InheritanceThe transmission pattern of PEBAT in the families reported by Miyake et al. (2016) was consistent with autosomal recessive inheritance.
Molecular GeneticsIn 8 children from 4 unrelated families with PEBAT, Miyake et al. (2016) identified homozygous or compound heterozygous mutations in the TBCD gene (604649.0001-604649.0007). The mutations, which were found by whole-exome sequencing and confirmed by Sanger sequencing, segregated with the disorder in the families. There were 5 missense mutations, 1 nonsense mutation, and 1 splice site mutation. In vitro functional expression studies showed that the mutants had variably impaired binding to ARL2, TBCA (610058), and beta-tubulin, suggesting that they decreased formation of microtubule chaperone complexes. In vivo experiments using olfactory projection neurons in Drosophila confirmed that the TBCD mutations caused a loss of function, with an inability to rescue abnormal dendritic and axonal projections in tbcd mutants. Miyake et al. (2016) suggested that TBCD depletion may result in an abnormal microtubule network and abnormal microtubule trafficking of mitochondria in the human brain, resulting in decreased energy supply to neuronal cells and subsequent neuronal degeneration.
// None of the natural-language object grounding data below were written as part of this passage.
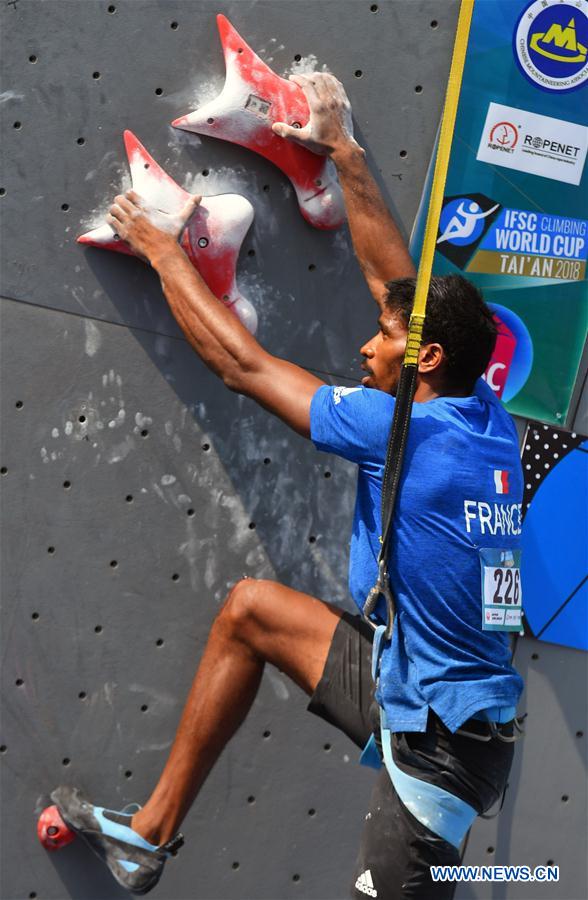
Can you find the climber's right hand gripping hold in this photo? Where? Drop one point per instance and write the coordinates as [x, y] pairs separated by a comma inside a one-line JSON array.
[[379, 246]]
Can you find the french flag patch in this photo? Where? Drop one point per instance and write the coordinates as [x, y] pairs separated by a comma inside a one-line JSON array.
[[501, 481]]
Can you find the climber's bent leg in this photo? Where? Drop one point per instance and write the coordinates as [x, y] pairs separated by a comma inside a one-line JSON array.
[[261, 621]]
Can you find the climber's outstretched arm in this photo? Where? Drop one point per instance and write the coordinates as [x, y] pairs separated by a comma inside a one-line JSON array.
[[214, 332], [379, 246]]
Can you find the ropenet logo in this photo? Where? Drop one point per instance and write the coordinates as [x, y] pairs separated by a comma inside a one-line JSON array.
[[512, 360], [478, 234], [550, 44], [503, 136], [529, 142]]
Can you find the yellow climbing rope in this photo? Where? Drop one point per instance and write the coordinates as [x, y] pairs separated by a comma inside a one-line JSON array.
[[417, 318]]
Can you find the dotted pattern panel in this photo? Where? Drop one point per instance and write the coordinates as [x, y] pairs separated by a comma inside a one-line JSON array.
[[543, 447], [544, 820]]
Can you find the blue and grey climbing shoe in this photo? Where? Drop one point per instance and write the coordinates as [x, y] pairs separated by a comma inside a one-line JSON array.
[[135, 863]]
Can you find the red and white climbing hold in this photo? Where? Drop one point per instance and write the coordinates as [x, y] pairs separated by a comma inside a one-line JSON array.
[[212, 239], [252, 99]]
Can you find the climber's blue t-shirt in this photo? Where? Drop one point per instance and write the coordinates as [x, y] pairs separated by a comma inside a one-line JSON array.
[[461, 490]]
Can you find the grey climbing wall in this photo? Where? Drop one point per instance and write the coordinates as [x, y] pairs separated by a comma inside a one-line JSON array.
[[136, 490]]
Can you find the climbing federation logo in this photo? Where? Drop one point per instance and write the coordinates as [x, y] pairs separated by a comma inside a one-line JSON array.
[[550, 44]]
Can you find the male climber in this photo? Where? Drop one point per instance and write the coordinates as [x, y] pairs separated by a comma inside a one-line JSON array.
[[446, 686]]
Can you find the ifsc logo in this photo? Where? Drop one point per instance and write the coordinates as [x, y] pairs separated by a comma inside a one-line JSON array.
[[550, 44], [463, 223]]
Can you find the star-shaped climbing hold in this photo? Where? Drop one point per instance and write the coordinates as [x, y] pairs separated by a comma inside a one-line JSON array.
[[252, 99], [212, 240]]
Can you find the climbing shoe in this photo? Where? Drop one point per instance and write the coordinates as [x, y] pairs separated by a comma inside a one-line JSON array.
[[135, 863]]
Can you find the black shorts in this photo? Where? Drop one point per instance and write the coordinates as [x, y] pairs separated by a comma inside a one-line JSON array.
[[396, 850]]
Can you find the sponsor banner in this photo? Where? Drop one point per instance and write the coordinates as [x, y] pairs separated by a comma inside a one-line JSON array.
[[479, 235], [522, 140], [514, 216]]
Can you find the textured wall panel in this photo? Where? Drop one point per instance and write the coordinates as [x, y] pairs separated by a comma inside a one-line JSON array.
[[137, 490], [544, 819], [136, 493]]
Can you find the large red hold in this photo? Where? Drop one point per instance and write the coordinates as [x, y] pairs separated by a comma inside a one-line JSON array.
[[252, 99], [212, 239]]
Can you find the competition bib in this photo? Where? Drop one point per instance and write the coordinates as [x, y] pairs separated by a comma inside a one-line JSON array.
[[501, 590]]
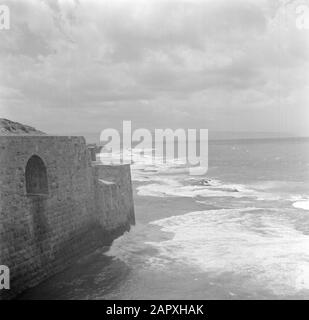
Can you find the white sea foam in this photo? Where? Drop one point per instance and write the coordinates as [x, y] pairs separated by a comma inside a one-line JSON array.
[[173, 187], [263, 249]]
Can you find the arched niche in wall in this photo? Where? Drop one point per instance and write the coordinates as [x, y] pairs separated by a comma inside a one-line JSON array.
[[36, 176]]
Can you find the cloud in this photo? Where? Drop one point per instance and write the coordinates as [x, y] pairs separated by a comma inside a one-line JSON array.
[[83, 64]]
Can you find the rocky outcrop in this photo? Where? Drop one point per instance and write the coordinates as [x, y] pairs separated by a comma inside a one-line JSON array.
[[8, 127]]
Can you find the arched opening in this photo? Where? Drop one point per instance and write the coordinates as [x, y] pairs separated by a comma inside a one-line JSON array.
[[36, 176]]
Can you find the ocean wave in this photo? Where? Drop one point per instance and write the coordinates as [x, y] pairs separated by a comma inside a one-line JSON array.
[[193, 188], [263, 249], [304, 204]]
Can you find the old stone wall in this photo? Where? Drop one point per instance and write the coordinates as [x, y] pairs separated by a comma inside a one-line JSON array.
[[82, 207]]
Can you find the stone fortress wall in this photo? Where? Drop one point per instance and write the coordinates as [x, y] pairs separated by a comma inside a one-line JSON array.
[[56, 204]]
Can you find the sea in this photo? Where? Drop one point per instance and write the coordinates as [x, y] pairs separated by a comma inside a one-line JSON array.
[[240, 231]]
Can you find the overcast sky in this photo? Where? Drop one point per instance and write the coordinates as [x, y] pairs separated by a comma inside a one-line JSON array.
[[76, 66]]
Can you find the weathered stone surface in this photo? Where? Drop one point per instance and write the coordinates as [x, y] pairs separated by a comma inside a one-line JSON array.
[[83, 206], [8, 127]]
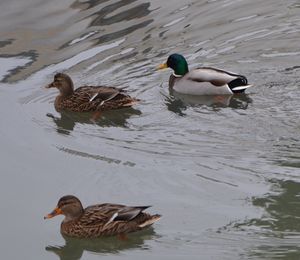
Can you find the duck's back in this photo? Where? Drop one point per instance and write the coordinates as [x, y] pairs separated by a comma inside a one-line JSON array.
[[93, 98]]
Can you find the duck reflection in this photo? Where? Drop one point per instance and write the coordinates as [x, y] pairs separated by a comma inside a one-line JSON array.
[[67, 120], [279, 225], [177, 102], [74, 248], [101, 14]]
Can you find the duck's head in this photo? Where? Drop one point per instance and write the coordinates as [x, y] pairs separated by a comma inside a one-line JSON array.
[[69, 206], [63, 83], [176, 62]]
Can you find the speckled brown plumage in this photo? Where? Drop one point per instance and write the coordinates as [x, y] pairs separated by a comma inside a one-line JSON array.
[[88, 98], [101, 219]]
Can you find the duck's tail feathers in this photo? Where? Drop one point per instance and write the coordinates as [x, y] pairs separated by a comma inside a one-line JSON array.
[[150, 221], [132, 102], [240, 89]]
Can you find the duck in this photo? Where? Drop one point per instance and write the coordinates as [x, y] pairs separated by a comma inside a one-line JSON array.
[[88, 98], [101, 219], [203, 80]]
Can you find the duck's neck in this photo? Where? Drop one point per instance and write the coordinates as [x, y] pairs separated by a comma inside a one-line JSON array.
[[73, 217], [66, 91], [181, 69]]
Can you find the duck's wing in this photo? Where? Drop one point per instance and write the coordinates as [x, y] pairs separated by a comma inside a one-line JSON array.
[[107, 213], [102, 93], [215, 76]]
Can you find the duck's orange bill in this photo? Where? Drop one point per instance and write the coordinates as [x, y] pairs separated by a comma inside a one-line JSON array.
[[162, 66], [50, 85], [55, 212]]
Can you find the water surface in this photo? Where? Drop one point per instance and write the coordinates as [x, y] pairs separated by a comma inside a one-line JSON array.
[[223, 171]]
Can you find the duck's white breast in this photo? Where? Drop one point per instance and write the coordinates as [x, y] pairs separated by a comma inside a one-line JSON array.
[[189, 87], [210, 74]]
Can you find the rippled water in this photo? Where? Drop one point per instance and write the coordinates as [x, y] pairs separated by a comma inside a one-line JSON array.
[[223, 171]]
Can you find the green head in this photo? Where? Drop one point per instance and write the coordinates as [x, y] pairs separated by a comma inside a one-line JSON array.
[[178, 63]]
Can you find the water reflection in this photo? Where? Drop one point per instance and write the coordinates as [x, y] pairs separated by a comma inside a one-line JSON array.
[[106, 16], [178, 102], [279, 226], [74, 248], [282, 209], [67, 120]]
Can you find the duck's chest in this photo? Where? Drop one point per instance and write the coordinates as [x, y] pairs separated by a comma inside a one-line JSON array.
[[190, 87]]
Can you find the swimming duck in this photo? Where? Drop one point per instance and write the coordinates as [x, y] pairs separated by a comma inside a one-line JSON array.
[[101, 219], [88, 98], [204, 80]]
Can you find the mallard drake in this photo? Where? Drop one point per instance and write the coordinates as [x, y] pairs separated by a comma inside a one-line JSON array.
[[88, 98], [204, 80], [101, 219]]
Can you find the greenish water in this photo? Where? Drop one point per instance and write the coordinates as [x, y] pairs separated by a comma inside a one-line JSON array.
[[223, 172]]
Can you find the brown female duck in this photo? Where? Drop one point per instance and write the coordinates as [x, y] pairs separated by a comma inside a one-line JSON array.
[[88, 98], [101, 219]]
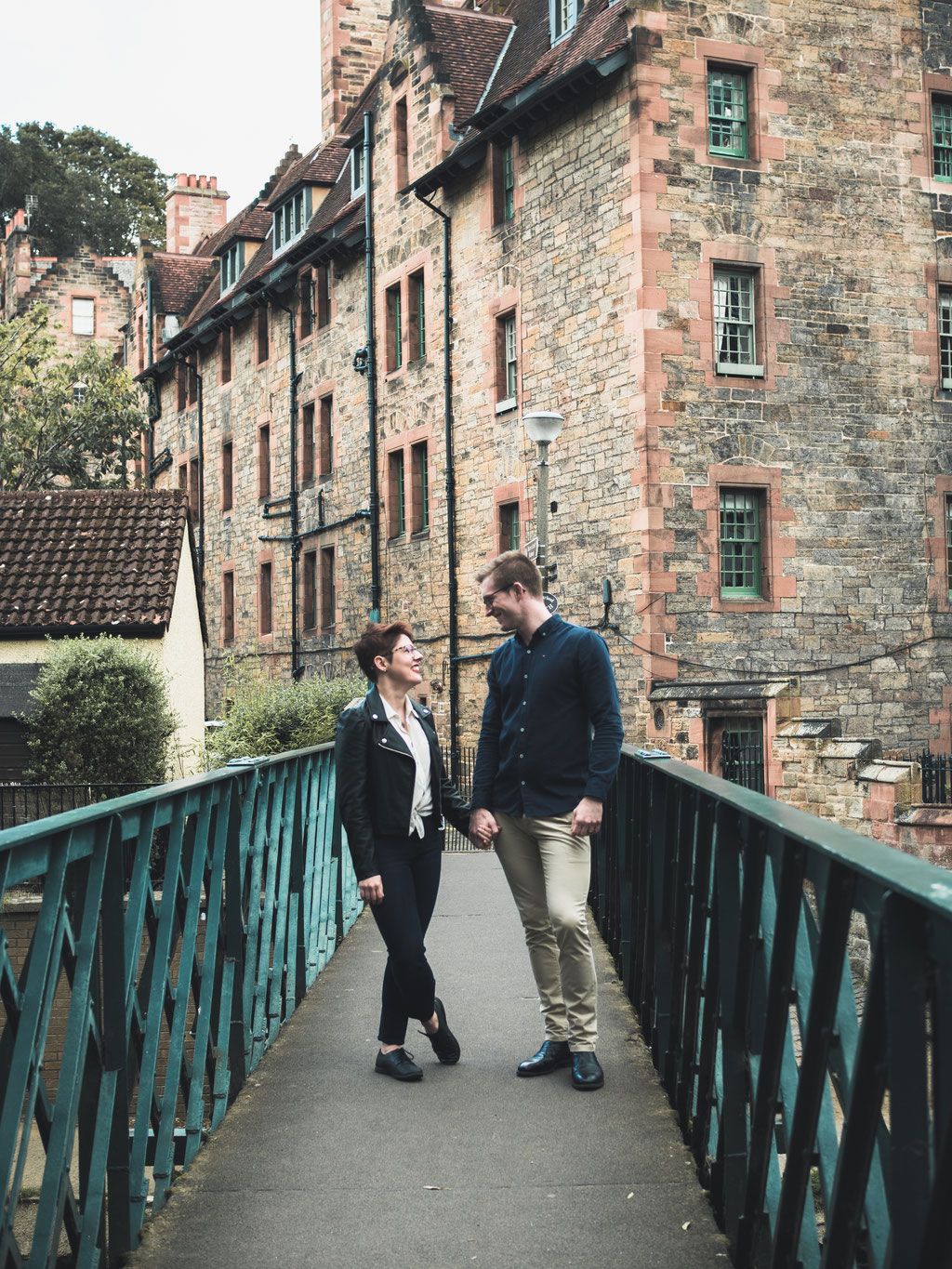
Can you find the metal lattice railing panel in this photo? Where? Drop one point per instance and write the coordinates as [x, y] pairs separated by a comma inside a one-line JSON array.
[[813, 1080], [139, 1004]]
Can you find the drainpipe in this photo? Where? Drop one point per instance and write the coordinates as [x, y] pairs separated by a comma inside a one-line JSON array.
[[451, 497], [149, 353], [296, 667], [371, 364]]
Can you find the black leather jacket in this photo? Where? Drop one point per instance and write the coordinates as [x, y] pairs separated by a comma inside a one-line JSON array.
[[376, 774]]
In 7 patients from 5 unrelated families with PEBAT, Flex et al. (2016) identified biallelic mutations in the TBCD gene (see, e.g., 604649.0006-604649.0010). The mutations, which were found by whole-exome sequencing and confirmed by Sanger sequencing, segregated with the disorder in the families. There were 7 missense mutations and 1 splice site mutation. Fibroblasts from 3 patients and cellular transfection studies showed that the missense mutations caused variably decreased levels of TBCD protein, consistent with instability of the mutant proteins. In vitro functional expression studies showed that most of the mutant TBCD proteins had decreased interaction with beta-tubulin, suggesting a loss-of-function effect. Patient fibroblasts showed altered microtubule dynamics with accelerated microtubule polymerization, showing an overall shift toward a more rapidly growing and stable microtubule population. These findings were consistent with loss-of-function or hypomorphic mutations because TBCD overexpression prevents the growth of microtubules. Patient cells also showed an aberrant mitotic spindle with disorganized, tangle-shaped microtubules and reduced aster formation, although the rate of cell proliferation was unchanged. The findings suggested that altered microtubule dynamics have an impact on neuronal function and survival in the brain.